Some statute of limitations questions are tough to answer. This is one of them.
Will you restart the statute of limitations on debt if you move from one state to another? The short answer is, “You will probably not restart a statute of limitations if you change your state of residence.”
The long answer is more complicated, and much depends on your circumstances.
Pause & Restart Statute of Limitations
The statute of limitations for debt varies from state to state, and by type of debt. The statute of limitations for debt usually starts at the moment of breach. This means most courts start the statute of limitations clock when you miss your payment. Once started, the statute of limitations clock runs for as long as you:
- Do not make a payment voluntarily
- Do not make a written promise to make a payment
- Remain available to receive a service of process
Voluntary Payment: Making a voluntary payment, even a couple of dollars, restarts the statute of limitations clock. Clever collection agents try to convince consumers to make a $10 or $20 payment as a “Sign of good faith.” All this payment does is buy the collection agent and its lawyer more time to collect the debt and, if they are aggressive, file a lawsuit against you. You may want to pay an old debt, but don’t make a payment “as a sign of good faith.”
Acknowledge Debt: A written promise to pay a debt will reset the statute of limitations in most states. A promise to pay an old debt is called an “acknowledgment.” Most states require the acknowledgement to be in writing. Be careful when negotiating a debt settlement that you do not accidentally tell the other side you acknowledge the debt.
Are Available: The law in most states requires you be available for service of process. A service of process is the formal legal process by which you are presented with the notice of a lawsuit. “Available” means different things in different states. Most states agree if you leave US soil you’re unavailable to receive service of process. Some states say you’re unavailable when you leave the state.
The statute of limitations clock pauses when you’re unavailable for service of process. This pause is called “tolling” by lawyers. Each state has its own statute of limitations tolling rules.
Tolling is pretty simple. Let’s say your debt's statute of limitations is 4 years. In the middle of that 4-year stretch, you move to Italy for 6 months and the other side knows you were out of the country that length of time. The tolling rule causes your debt’s statute of limitations to become, in effect, 4 years 6 months.
Statute of Limitations & Changing States
As mentioned, each state has its own statute of limitations rules. The statute of limitations for the state you resided in when debt occurred may be 4 years, and your new state of residence uses a 10-year rule. Which applies? This is one of the tricky parts of your question.
Generally, courts like to use their state’s rules. Courts must use another state’s statute of limitations rule when justice requires it. However, judges usually bend over backwards to use their home state’s rules because these are the rules they and the lawyers involved understand.
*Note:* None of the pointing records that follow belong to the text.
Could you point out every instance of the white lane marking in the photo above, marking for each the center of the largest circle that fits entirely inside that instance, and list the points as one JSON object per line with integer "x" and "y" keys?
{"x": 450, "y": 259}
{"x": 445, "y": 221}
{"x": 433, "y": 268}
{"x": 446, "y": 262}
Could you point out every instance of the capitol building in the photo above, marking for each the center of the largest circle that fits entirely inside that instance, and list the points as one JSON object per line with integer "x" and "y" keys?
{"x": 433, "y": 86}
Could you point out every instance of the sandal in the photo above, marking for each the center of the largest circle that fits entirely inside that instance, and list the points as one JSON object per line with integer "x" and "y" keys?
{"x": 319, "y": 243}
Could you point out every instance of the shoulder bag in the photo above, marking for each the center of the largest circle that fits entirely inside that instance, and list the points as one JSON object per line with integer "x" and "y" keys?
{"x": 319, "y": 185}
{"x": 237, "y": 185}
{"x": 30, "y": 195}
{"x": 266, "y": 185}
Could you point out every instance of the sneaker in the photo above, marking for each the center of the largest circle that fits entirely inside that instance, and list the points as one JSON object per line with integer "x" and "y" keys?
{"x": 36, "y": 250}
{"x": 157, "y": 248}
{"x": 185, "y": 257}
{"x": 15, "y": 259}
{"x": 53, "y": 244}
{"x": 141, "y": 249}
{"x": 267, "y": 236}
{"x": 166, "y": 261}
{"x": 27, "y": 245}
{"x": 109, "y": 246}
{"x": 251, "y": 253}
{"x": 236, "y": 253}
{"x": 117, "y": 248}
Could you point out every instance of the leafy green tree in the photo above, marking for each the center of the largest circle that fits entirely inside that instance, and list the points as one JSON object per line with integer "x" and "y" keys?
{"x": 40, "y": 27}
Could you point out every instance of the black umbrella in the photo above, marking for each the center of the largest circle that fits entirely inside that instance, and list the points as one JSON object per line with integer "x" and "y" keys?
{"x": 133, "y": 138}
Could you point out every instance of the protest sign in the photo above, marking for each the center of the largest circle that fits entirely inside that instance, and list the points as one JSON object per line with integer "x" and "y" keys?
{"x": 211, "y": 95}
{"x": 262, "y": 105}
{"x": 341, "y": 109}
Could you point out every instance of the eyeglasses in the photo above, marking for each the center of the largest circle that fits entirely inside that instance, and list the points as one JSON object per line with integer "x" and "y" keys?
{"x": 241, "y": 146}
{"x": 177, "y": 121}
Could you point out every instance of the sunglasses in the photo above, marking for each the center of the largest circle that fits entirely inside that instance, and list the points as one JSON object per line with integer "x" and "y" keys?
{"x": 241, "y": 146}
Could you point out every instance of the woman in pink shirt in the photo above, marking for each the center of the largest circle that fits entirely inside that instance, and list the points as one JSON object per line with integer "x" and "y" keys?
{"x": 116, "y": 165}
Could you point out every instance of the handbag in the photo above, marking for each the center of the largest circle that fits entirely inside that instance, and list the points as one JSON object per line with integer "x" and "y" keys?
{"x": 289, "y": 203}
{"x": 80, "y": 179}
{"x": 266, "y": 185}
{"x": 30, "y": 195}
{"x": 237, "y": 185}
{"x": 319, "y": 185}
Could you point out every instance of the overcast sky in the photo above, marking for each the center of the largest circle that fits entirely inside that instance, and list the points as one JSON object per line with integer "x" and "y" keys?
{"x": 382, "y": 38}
A party filing a lawsuit must do so in a court that has jurisdiction over everyone involved. Here’s where we get into the heart of your question. Which court has jurisdiction over this case: A court where you lived before? Or, a court where you live now? What if the contract says everyone agrees to a different court? Where the case is tried usually, but not always, determines which statute of limitations rule applies.
Generally, courts first look to the contract to see if there’s a choice of laws clause. A choice of laws clause says something like, “The creditor may be based in New York, and you the consumer may live in California, but if there’s ever a dispute about this contract, we agree to fight this out using Illinois rules in an Illinois court.”
Your first task is to dig out your contract with the creditor to see if it contains a choice of laws clause. Both parties can waive a choice of laws clause. Or, one party can argue the choice of laws clause is unjust, and ask the court to dismiss the case. However, the US Supreme Court has found choice of laws clauses as Constitutional, so if you’re sued in an out-of-state court, you may have to defend yourself there.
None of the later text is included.